Critical Vulnerability in XRP Ledger: “Backdoor” Threatens User Wallets

Detect dangerous malware

The vulnerability was discovered by Charlie Eriksen, a security expert from Aikido Security, in the latest versions of xrpl.js, a library that is downloaded more than 140,000 times per week and used by thousands of applications in the XRP ecosystem. According to Eriksen, malicious code embedded in the library can open a “backdoor” that facilitates supply chain attacks. Hackers can exploit the vulnerability to control applications that integrate the library, thereby stealing private keys and gaining unauthorized access to user wallets.

The vulnerability only affects users who have updated to the infected versions (from v4.2.1 to v4.2.4 and v2.14.2) via Node Package Manager (NPM). Fortunately, several major services such as Xaman Wallet, First Ledger, Gen3 Games, and XRPScan have confirmed that they are not affected by the issue.

Prompt corrective action

Shortly after the discovery, the XRP Ledger Foundation released a patch version v4.2.5, which overwrites the compromised code packages. The organization urged users and projects using the xrpl.js library to update immediately to protect their assets. Additionally, those using the affected versions are advised to stop using their current private keys and transfer their assets to a new wallet to avoid risks.

Market impact and reaction

Despite the security incident, XRP price has recorded an 8% increase in the past 24 hours, thanks to the general recovery trend of the cryptocurrency market. In particular, after President Donald Trump's election victory, XRP has grown impressively by more than 300%, prompting asset managers to call on the US Securities and Exchange Commission (SEC) to approve an XRP ETF. At the same time, Coinbase's listing of XRP futures in April 2025 has opened up more opportunities for investors, strengthening XRP's position in the market.

To ensure safety, users need to:

• Update xrpl.js library to version v4.2.5 now.

• If you have used the infected versions, immediately stop using your current private keys and transfer your assets to a new wallet.

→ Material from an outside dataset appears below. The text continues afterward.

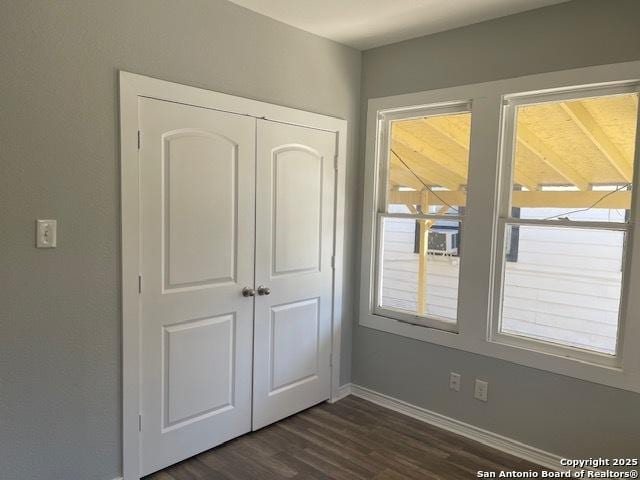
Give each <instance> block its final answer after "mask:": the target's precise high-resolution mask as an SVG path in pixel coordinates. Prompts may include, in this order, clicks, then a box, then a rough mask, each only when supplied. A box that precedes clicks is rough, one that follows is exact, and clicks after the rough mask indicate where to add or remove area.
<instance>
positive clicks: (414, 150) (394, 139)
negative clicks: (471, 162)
mask: <svg viewBox="0 0 640 480" xmlns="http://www.w3.org/2000/svg"><path fill="white" fill-rule="evenodd" d="M393 140H395V141H397V142H398V143H401V144H403V145H405V146H406V147H408V148H410V149H411V150H413V151H414V152H418V153H420V154H421V155H423V156H424V157H427V158H429V159H430V160H431V161H433V162H434V163H437V164H438V165H439V166H440V167H442V168H443V169H445V170H448V171H450V172H452V173H454V174H455V175H457V176H458V177H462V178H463V179H465V180H464V182H463V183H465V184H466V183H467V181H466V179H467V177H468V172H467V162H466V159H464V158H461V157H460V156H453V155H450V154H448V153H446V152H442V151H441V150H438V149H437V148H434V147H433V146H432V145H430V144H429V142H425V141H423V140H421V139H420V138H418V137H416V136H415V135H413V134H411V133H409V132H407V131H406V130H404V129H403V128H402V127H398V126H395V127H394V129H393Z"/></svg>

• Follow the official announcement from the XRP Ledger Foundation for updates.

The security breach in the xrpl.js library is a warning about the potential risks in open source tools, especially in the blockchain space. The XRP Ledger Foundation’s quick response helped mitigate the potential damage, but the incident underscores the importance of source code audits and security awareness. As XRP enjoys positive market momentum, ensuring the security of the ecosystem will be key to maintaining the trust of the community and investors.